Quadrupedal manipulators require to be compliant when dealing with external forces during autonomous manipulation, tele-operation or physical human-robot interaction. This paper presents a whole-body controller that allows for the implementation of a Cartesian impedance control to coordinate tracking performance and desired compliance for the robot base and manipulator arm. The controller is formulated through an optimization problem using Quadratic Programming (QP) to impose a desired behavior for the system while satisfying friction cone constraints, unilateral force constraints, joint and torque limits. The presented strategy decouples the arm and the base of the platform, enforcing the behavior of a linear double-mass spring damper system, and allows to independently tune their inertia, stiffness and damping properties. The control architecture is validated through an extensive simulation study using the 90kg HyQ robot equipped with a 7-DoF manipulator arm. Simulation results show the impedance rendering performance when external forces are applied at the arm's end-effector. The paper presents results for full stance condition (all legs on the ground) and, for the first time, also shows how the impedance rendering is affected by the contact conditions during a dynamic gait.
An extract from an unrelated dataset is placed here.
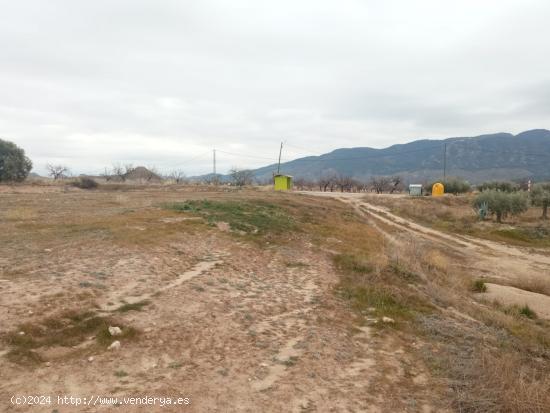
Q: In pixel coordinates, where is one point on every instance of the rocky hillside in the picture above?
(480, 158)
翻译：四重操纵者在自主操作、远程操作或人体-机器人相互作用期间与外部力量打交道时,必须服从于四重操纵者的要求。本文件展示了全机控制器,允许实施全机控制器,以协调跟踪机器人基地和操纵器臂的性能和所需合规性能。控制器是通过一个优化问题来配制的,使用Quadratic编程(QP)来为系统强加一种理想的行为,同时满足摩擦锥体限制、单方面武力限制、联合和扭伤限制。提出的战略解除了平台的手臂和基底,强制执行了线性双质量弹跳系统的行为,并允许独立调节其惰性、僵硬性和阻力特性。控制结构通过使用配备了7DoF操纵器臂的90公斤HyQ机器人进行广泛的模拟研究得到验证。模拟结果显示,当外部力量在手臂的终端效应下应用时,其性能会受到阻碍。本文展示了完全定位状态的结果(所有双腿在地面上),并首次展示了阻力在动态条件下如何受到影响。